# Why does $x!$ grow faster than $(x/2)^{(x/2)}$ but slower than $x^x$?

I'm having trouble understanding this.

I understand the reasoning about why $$x!$$ grows slower than $$x^x$$. However, I'm not sure how to show that $$x!$$ grows faster than $$(x/2)^{(x/2)}$$. I was thinking that the $$(1/2)^{x/2}$$ term would end up affecting the function, but I'm not sure how to proceed.

Perhaps taking naturals logs is illuminating:

$$\ln (x!) = \sum_{k=1}^x \ln(k)$$.

$$\ln (x^x) = x \ln x \geq \ln(x!)$$.

$$\ln(x/2)^{(x/2)} = (x/2) \ln (x/2)$$. We can see there are half as many logarithms here as in the sum $$\sum_{k=1}^x \ln(k)$$. We compare our $$\ln(x/2)$$ with the upper half of the $$\ln(k)$$ logarithms, i.e. $$x\geq k \geq floor(x/2)$$. When $$x$$ even you can see every $$\ln(k)$$ logarithm is greater than the $$\ln(x/2)$$. For $$x$$ odd, we add the extra logarithm $$\ln((x-1)/2)$$. It is fairly clear the summed logarithms still win.

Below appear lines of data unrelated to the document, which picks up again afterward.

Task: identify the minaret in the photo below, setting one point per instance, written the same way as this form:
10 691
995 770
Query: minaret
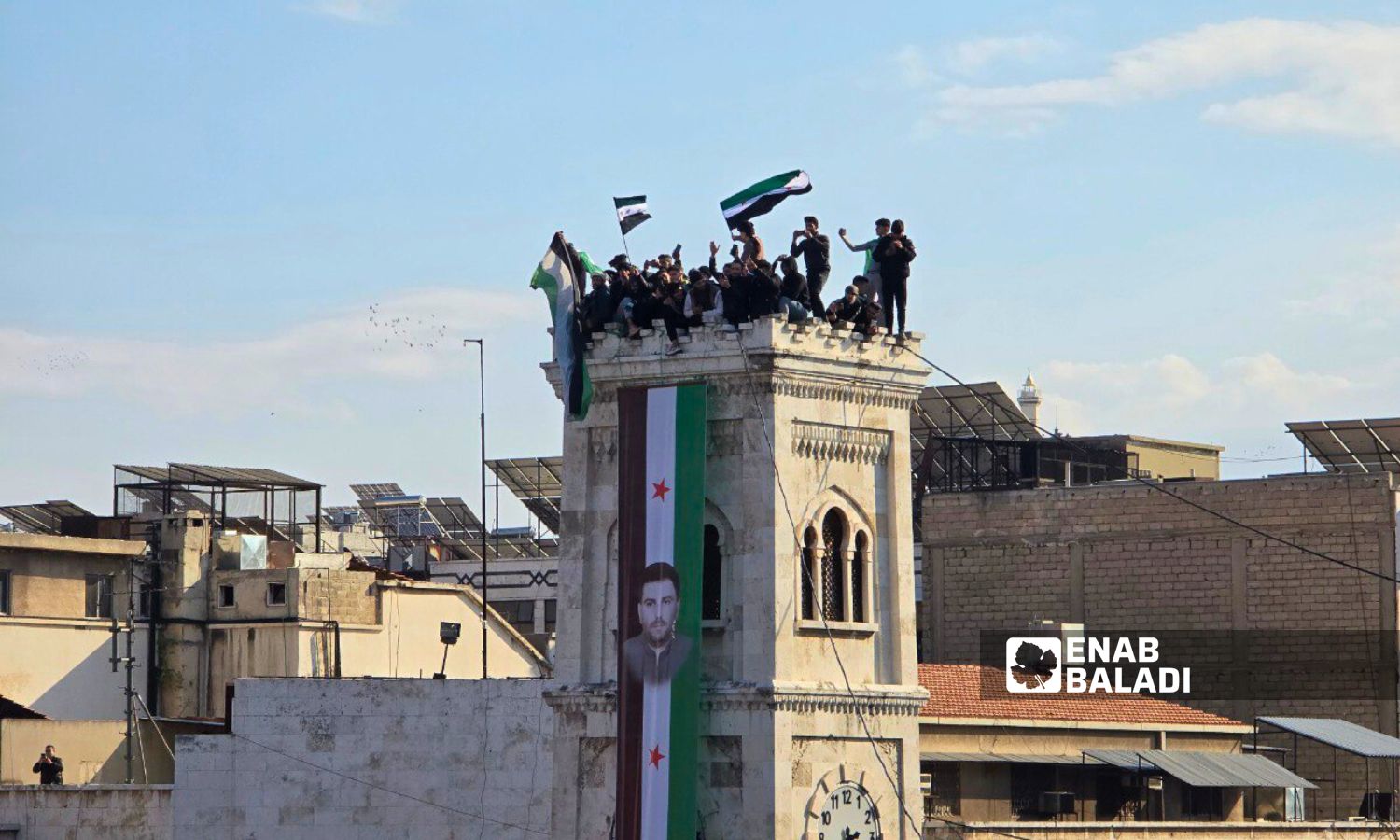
1029 399
809 517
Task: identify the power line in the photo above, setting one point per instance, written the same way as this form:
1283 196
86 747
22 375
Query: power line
1182 498
380 787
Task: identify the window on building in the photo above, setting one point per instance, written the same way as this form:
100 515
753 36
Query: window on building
711 580
1201 803
143 601
100 588
808 574
1028 781
520 613
859 557
833 566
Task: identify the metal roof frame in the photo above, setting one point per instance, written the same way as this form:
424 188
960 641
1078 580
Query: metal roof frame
1351 445
1344 735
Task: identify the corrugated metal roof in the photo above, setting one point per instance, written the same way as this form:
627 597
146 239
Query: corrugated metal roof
1125 759
1203 769
1344 735
1004 758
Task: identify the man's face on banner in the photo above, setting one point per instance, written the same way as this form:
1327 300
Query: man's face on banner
657 610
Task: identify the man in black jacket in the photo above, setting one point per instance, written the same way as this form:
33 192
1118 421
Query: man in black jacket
49 767
598 307
815 251
893 254
792 290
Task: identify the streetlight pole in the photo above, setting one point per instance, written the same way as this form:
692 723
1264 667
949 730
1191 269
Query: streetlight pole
486 581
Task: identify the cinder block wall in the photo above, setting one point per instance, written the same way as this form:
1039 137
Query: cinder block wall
1127 559
394 758
94 812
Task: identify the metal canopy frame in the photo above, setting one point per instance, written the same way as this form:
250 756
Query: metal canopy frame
1343 736
537 482
263 500
1351 445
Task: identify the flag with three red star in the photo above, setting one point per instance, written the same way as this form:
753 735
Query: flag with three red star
661 537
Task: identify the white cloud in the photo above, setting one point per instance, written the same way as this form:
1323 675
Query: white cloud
356 11
1336 78
414 336
969 58
1365 299
1245 398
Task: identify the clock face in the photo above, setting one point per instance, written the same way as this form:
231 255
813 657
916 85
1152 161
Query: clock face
847 814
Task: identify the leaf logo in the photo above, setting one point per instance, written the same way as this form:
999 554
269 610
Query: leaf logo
1033 664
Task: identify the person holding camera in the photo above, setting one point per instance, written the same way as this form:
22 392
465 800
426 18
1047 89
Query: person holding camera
893 254
49 767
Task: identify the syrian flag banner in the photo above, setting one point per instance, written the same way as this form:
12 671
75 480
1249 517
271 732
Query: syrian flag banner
560 274
661 534
632 212
763 196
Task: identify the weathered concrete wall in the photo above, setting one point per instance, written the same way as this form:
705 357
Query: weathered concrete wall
1128 559
374 758
105 812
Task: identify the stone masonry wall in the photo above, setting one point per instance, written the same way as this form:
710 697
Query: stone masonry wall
371 758
1128 560
92 812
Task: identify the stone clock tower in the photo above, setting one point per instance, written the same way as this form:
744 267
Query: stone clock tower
808 570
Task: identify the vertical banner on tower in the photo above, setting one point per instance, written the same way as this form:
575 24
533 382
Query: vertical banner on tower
660 546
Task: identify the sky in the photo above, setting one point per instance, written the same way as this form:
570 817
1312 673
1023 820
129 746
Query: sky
255 234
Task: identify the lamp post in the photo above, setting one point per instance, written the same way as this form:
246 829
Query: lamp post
486 582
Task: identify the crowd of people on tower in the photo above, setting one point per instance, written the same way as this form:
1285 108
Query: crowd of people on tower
750 285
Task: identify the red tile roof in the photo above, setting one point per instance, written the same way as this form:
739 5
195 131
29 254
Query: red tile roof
980 692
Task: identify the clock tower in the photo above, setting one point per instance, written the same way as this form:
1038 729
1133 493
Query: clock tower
809 694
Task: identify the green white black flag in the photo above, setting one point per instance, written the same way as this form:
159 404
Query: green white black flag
632 210
763 196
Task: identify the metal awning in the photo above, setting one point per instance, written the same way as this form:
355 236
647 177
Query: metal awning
1352 445
1002 758
1206 769
1123 759
1340 734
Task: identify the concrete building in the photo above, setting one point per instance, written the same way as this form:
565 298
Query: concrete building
59 596
315 618
990 756
1266 627
806 427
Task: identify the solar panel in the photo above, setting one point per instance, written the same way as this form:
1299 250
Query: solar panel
371 492
454 517
1344 735
42 518
1351 445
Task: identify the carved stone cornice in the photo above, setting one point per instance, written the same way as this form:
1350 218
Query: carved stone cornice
797 697
826 441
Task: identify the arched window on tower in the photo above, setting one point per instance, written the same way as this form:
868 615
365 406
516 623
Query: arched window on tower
859 559
808 574
833 566
711 577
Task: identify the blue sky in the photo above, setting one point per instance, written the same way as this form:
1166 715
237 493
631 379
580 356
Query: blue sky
1181 217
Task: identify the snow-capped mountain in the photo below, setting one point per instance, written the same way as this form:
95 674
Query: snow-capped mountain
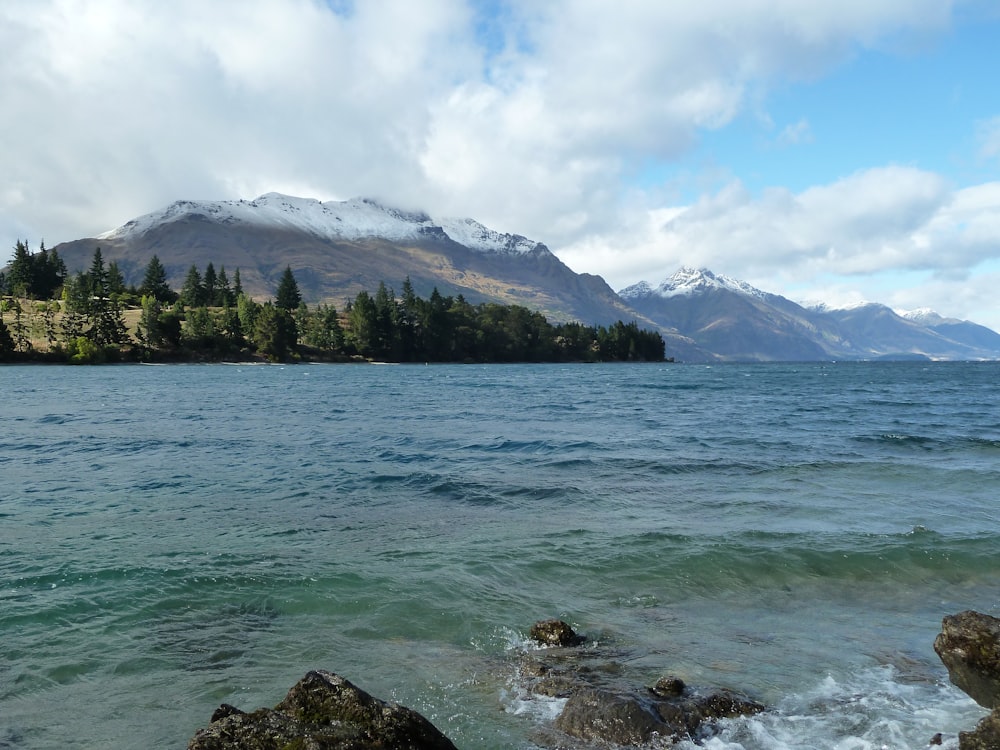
737 321
351 220
338 248
689 281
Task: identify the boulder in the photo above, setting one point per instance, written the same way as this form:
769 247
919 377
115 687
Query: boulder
323 711
604 705
969 646
637 718
554 633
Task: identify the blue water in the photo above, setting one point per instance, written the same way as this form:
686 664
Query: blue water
172 538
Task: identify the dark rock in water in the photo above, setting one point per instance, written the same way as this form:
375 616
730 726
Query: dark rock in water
969 646
986 735
593 714
629 719
669 687
322 712
554 633
603 706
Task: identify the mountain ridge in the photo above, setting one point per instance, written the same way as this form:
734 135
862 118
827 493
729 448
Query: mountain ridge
339 248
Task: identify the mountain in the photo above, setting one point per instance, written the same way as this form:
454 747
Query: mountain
963 331
738 322
339 248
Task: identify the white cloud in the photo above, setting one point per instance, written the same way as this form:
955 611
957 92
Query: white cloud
889 234
117 107
988 133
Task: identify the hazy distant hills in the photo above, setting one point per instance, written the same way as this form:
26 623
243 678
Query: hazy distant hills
740 323
336 249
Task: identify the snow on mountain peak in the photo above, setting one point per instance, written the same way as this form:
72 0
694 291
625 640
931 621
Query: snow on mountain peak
354 219
924 316
686 281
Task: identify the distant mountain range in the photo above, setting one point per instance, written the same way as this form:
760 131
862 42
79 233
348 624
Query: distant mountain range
336 249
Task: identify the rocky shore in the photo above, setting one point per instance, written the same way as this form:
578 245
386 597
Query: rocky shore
324 711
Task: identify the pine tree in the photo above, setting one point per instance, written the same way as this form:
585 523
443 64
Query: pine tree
210 286
20 276
116 281
192 293
6 341
226 296
288 296
149 331
154 283
98 276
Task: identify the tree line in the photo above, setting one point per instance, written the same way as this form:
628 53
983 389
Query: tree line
82 319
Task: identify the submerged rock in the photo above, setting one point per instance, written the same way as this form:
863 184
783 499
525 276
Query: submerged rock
554 633
323 711
604 707
969 646
639 717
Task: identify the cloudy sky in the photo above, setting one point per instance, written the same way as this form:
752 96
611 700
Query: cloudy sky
824 150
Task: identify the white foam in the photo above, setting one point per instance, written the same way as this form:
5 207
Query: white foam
874 710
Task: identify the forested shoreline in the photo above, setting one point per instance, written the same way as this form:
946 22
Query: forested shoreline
50 315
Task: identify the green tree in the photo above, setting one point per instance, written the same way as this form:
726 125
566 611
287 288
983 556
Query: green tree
20 276
322 330
154 282
149 331
193 291
116 280
247 311
198 331
274 333
76 309
6 341
97 277
226 296
288 296
362 320
210 286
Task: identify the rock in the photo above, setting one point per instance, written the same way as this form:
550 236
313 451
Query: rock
323 711
669 687
986 735
632 719
969 646
554 633
593 714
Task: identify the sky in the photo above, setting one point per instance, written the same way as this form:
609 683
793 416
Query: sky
828 151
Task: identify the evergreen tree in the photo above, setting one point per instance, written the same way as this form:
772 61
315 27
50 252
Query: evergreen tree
247 311
154 282
323 331
149 331
116 281
226 296
20 276
76 307
98 276
274 333
363 325
230 325
6 341
193 292
210 289
288 296
19 329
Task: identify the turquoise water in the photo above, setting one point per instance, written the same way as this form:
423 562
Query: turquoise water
172 538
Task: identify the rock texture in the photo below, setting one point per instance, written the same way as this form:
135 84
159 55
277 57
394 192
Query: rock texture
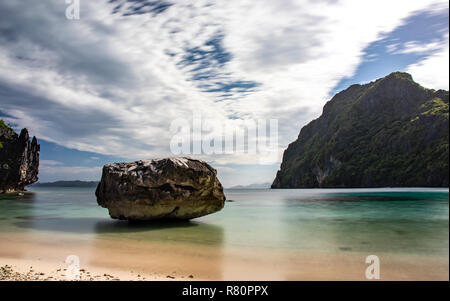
19 159
170 188
390 132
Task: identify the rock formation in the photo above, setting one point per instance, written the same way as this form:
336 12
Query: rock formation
19 159
390 132
170 188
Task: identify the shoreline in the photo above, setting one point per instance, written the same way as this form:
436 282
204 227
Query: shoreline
155 261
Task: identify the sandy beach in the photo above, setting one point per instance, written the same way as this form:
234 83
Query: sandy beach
25 257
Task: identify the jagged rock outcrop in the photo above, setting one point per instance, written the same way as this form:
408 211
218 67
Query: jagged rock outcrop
170 188
19 159
390 132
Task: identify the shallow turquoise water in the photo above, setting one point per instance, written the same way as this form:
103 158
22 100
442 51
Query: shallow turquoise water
412 221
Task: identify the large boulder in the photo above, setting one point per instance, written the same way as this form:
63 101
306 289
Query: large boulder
170 188
19 159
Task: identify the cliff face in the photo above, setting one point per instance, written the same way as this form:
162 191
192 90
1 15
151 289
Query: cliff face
169 188
390 132
19 159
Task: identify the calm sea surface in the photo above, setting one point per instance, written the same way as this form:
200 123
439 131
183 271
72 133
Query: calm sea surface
412 221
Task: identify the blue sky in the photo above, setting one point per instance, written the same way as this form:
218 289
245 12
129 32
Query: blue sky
105 88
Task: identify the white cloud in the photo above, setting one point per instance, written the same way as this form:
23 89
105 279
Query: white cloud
433 71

The change in the exponent from $$x$$ to $$x/2$$ is enormous. The $$2$$ in the denominator doesn't matter so much. We can use Stirling's approximation for the factorial $$x! \approx \frac {x^x}{e^x}\sqrt{2 \pi x}$$ to see $$(x/2)^{(x/2)} \lt x^{(x/2)}=\sqrt{x^x}\lt x! \lt x^x$$

Let's assume $$x$$ even, for simplicity:

One way to see that $$x!$$ is way bigger than $$(\frac{x}{2})^{\frac{x}{2}}$$ is by looking at the last $$\frac{x}{2}$$ numbers of the product $$x!=1\cdot 2\cdot \dots (\frac{x}{2})(\frac{x}{2}+1)(\frac{x}{2}+2)\dots \cdot x.$$ In the following product, each factor is bigger than $$\frac{x}{2}$$, so $$(\frac{x}{2}+1)(\frac{x}{2}+2)\dots \cdot x\geq (\frac{x}{2})^{\frac{x}{2}}$$ So, $$x!\geq 1\cdot 2\cdot \dots (\frac{x}{2})(\frac{x}{2})^{\frac{x}{2}} =(\frac{x}{2})!(\frac{x}{2})^{\frac{x}{2}}$$. So, $$\lim_{x\to\infty} \frac{x!}{(\frac{x}{2})^\frac{x}{2}}\geq \lim_{x\to\infty} (\frac{x}{2})! =\infty.$$ Which means that $$x!$$ grows faster than $$(\frac{x}{2})^\frac{x}{2}$$

If $$x$$ is even then more than half the $$x$$ terms in $$1\times 2 \times \cdots \times \left(\frac{x}{2}-1\right)\times \frac{x}{2}\times \left(\frac{x}{2}+1\right)\times \cdots \times (x-1) \times x$$ are at least as big as $$\frac x2$$, and one term is $$1$$ while the others are no bigger than $$x$$ so

$$\left(\tfrac x2 -1\right) !\times \left(\frac{x}2\right)^{x/2} \times x \le x! \le 1 \times x^{x-1}$$

These are still very loose bounds but are enough for your result. The argument for odd $$x$$ is similar.